Photo/IllutrationA crane carries floats to the coast in the Henoko district of Nago, Okinawa Prefecture, on Nov. 1 as preparatory work for land reclamation resumes. (Mahito Kaai)

  • Photo/Illustraion

NAGO, Okinawa Prefecture--The Defense Ministry on Nov. 1 resumed preparatory work to reclaim land for a U.S. military base here, as a frustrated Okinawa governor announced plans to visit the United States to stop the project.

The ministry’s Okinawa Defense Bureau in the morning started installing floats on the sea off the Henoko district of Nago.

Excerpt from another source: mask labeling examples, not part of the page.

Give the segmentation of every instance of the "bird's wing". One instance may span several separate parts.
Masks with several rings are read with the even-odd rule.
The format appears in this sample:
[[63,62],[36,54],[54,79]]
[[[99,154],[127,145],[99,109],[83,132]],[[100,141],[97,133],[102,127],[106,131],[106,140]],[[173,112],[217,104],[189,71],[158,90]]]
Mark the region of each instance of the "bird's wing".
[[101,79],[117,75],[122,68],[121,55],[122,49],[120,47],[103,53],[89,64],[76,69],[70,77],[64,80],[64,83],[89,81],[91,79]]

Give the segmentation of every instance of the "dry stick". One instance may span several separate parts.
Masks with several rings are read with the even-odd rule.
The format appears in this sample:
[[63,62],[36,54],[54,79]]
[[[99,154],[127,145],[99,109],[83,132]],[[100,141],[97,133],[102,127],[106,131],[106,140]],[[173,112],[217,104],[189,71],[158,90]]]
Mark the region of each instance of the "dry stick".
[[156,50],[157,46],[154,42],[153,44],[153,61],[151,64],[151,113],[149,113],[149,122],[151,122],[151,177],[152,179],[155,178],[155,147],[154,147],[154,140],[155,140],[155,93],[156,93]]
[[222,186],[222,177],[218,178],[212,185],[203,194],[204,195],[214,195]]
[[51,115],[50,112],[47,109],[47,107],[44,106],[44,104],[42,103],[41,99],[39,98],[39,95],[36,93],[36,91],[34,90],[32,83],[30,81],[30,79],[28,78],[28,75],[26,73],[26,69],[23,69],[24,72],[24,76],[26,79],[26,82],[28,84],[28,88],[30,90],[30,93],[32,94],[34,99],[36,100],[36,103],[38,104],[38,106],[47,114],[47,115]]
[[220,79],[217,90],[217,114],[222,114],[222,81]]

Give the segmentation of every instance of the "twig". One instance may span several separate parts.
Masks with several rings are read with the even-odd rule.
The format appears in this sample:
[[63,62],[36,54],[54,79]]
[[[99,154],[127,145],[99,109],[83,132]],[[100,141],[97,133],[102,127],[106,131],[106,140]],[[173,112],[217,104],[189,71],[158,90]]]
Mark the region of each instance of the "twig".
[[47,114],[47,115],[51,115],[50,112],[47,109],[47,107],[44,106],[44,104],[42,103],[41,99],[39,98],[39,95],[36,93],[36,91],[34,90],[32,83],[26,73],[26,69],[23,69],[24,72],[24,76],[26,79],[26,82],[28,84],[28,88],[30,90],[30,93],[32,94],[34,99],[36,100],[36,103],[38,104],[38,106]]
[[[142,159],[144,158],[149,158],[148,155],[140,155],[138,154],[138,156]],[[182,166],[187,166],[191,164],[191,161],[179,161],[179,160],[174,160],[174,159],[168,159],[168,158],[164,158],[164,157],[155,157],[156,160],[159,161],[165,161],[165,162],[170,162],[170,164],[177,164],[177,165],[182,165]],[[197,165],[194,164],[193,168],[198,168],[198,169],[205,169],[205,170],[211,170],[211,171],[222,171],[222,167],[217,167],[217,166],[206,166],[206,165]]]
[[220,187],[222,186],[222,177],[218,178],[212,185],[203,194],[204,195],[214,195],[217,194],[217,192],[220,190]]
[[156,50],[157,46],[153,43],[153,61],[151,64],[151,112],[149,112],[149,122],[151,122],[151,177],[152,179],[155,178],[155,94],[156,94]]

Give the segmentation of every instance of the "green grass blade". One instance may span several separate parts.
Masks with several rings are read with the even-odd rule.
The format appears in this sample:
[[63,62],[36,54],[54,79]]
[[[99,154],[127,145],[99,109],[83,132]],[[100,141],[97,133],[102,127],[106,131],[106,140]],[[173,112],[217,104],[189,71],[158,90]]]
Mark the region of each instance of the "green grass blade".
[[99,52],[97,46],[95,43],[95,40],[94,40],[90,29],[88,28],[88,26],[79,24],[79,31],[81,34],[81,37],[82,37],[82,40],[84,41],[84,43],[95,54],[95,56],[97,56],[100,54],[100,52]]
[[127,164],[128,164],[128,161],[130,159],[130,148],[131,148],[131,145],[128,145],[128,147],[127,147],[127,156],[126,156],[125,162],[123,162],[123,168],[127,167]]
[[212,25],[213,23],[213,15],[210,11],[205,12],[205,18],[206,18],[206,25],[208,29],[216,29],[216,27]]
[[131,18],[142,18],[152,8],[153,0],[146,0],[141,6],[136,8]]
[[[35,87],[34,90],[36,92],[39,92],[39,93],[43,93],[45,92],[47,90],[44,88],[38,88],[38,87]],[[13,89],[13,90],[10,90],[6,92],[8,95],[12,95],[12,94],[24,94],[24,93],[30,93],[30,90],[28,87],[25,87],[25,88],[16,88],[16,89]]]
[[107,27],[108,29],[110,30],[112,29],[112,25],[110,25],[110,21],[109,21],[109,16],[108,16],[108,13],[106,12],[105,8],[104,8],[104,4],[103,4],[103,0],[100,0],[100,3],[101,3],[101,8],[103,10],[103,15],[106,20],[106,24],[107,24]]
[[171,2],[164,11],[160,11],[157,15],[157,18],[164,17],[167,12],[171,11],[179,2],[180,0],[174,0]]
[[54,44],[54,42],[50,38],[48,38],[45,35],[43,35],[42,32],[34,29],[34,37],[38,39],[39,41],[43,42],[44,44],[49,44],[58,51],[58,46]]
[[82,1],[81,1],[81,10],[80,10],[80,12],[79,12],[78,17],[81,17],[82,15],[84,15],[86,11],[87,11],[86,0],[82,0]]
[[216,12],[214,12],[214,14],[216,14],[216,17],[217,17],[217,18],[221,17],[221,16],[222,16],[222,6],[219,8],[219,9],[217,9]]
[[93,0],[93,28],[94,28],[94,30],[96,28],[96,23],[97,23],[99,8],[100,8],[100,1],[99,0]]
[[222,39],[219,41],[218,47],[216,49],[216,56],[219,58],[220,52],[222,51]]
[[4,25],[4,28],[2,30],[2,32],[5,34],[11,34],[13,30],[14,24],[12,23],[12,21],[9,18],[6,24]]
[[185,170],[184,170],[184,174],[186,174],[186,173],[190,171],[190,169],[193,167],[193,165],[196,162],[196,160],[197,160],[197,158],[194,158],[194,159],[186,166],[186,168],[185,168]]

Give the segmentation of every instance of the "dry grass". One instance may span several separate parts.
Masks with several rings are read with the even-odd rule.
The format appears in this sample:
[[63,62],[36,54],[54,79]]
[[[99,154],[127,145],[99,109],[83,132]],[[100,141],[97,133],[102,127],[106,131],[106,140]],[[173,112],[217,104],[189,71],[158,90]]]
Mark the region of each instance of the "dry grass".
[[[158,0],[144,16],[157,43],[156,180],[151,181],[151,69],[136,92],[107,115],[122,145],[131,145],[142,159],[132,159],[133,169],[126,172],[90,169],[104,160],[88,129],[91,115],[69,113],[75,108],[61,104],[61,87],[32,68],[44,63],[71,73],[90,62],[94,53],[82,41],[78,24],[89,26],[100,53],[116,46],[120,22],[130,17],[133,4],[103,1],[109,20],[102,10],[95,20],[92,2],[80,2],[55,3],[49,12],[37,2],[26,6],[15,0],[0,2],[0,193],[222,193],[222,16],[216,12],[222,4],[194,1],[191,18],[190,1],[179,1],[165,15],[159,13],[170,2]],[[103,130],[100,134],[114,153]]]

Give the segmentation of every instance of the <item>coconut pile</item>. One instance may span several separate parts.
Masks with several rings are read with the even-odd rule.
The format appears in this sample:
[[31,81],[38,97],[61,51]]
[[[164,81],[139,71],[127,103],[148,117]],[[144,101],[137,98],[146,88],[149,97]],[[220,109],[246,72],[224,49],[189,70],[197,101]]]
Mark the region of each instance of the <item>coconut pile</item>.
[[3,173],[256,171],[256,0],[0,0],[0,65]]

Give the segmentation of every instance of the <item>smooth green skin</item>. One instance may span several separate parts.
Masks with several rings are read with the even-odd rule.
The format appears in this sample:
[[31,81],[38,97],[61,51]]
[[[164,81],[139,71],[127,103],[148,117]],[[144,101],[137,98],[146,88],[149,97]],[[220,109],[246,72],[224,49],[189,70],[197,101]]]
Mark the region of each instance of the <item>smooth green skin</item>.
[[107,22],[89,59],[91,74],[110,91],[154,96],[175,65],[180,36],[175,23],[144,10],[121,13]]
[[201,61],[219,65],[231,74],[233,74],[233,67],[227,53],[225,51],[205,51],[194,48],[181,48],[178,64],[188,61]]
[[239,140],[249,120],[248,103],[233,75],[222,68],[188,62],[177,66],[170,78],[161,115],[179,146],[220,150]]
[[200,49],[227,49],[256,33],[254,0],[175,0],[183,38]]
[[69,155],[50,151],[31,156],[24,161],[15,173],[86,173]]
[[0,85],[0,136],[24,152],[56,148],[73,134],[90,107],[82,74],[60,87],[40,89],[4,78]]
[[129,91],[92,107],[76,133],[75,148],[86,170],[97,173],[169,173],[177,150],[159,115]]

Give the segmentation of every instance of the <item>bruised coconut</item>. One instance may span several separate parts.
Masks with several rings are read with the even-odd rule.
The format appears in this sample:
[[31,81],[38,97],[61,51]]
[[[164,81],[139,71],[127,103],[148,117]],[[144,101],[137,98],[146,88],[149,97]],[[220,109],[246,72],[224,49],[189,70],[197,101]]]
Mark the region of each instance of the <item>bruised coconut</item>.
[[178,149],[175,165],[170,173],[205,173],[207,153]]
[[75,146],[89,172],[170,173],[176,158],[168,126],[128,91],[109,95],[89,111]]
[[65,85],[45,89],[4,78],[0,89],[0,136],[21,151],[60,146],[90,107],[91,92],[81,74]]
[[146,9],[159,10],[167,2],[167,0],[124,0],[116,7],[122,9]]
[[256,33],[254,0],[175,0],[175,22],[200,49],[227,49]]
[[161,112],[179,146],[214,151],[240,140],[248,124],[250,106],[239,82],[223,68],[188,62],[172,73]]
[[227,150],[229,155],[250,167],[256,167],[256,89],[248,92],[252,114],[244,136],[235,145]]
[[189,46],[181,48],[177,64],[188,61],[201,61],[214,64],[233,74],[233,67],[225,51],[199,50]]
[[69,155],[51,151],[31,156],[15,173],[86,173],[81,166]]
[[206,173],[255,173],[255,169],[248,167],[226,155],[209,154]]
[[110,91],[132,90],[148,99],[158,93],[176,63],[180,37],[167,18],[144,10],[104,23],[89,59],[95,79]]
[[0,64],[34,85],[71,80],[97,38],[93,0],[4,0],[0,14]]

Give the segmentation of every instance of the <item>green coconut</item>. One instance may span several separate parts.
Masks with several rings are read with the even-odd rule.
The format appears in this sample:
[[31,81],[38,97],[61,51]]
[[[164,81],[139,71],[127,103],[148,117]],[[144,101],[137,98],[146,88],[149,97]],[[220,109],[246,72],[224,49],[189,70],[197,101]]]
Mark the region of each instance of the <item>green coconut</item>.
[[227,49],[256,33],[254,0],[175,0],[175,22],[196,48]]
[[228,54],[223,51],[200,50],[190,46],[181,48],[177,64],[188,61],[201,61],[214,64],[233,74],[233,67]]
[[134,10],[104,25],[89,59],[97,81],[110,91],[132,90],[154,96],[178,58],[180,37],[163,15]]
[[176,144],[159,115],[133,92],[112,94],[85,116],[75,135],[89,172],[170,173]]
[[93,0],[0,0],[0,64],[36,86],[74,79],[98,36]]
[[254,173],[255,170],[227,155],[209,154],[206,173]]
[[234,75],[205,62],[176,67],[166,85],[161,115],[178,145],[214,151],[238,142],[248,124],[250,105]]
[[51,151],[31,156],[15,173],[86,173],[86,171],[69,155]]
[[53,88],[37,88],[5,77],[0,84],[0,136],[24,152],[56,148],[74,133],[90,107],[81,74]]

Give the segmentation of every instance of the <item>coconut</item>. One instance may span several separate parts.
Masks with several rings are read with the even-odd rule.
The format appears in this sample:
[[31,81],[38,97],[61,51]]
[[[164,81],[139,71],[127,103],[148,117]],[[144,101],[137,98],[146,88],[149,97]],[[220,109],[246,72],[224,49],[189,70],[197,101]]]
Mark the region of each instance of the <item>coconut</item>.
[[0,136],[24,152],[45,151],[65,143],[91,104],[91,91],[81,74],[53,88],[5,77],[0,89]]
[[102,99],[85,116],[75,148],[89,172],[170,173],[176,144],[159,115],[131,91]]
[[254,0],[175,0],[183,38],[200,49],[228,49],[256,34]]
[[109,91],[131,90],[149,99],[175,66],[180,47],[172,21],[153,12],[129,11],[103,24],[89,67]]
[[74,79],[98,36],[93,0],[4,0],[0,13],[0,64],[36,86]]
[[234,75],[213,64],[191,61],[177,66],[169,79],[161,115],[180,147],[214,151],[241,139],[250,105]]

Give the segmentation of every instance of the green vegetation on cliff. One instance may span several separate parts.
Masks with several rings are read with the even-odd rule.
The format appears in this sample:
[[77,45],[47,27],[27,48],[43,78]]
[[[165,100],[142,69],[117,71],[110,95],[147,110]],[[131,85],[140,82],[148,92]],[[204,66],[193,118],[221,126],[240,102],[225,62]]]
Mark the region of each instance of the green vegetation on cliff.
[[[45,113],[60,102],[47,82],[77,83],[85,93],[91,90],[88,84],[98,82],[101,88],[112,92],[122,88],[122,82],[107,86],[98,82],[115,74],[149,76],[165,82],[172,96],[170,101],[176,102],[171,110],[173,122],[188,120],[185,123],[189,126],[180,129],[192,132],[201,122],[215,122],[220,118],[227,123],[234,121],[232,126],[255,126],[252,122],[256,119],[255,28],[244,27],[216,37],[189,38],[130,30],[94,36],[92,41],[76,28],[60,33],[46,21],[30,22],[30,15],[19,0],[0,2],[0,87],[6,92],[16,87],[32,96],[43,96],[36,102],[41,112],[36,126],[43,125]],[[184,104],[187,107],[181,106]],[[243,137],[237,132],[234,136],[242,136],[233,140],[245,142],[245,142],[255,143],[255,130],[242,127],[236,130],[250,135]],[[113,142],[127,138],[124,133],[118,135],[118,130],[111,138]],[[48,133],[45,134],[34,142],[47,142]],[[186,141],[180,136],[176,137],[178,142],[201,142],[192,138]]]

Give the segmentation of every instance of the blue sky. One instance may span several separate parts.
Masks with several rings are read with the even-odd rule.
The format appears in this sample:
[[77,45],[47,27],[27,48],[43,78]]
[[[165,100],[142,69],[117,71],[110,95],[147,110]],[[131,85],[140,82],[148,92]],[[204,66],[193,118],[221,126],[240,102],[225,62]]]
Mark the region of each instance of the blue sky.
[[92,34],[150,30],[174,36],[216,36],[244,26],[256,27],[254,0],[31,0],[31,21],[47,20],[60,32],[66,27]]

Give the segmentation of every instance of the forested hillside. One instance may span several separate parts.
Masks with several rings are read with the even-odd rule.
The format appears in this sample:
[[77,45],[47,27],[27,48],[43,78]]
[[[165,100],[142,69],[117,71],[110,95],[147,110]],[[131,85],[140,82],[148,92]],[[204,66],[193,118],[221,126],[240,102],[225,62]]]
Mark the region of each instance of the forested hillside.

It will also set up membranes to prevent earth and sand from flowing out after full-scale reclamation work begins as early as in mid-November.

The new air station will take over the functions of the U.S. Marine Corps Air Station Futenma in Ginowan, also in the prefecture.

Work had been suspended in late August, when the Okinawa prefectural government revoked its earlier approval for the land reclamation work.

On Oct. 31, however, land minister Keiichi Ishii’s temporary injunction on the revocation became effective, and work at the site started the following morning.

Okinawa Governor Denny Tamaki, who is opposed to the relocation of the Futenma air station within the prefecture, expressed anger over the project on Nov. 1.

“It is extremely regrettable that work was resumed despite the fact that we are seeking dialogue with Prime Minister (Shinzo) Abe,” Tamaki told reporters. “We will continue to demand that the (central) government take a democratic stance that tries to find solutions through dialogue.”

The governor on Oct. 31 told reporters that he plans to visit the United States “as soon as possible” in an attempt to gain Washington’s approval to scrap the military base plan.

Tamaki won the Sept. 30 Okinawa gubernatorial election by gaining 396,632 votes, about 80,000 votes more than his rival candidate supported by the Abe administration.

On Oct. 12, Tamaki held meetings with Abe and Chief Cabinet Secretary Yoshihide Suga in Tokyo, in which he conveyed his opposition to the Futenma relocation plan.

On Oct. 17, however, the Defense Ministry applied to the land minister for the injunction on the revocation.

The central government has repeatedly argued that relocating the Futenma air station to Nago is the “only solution.”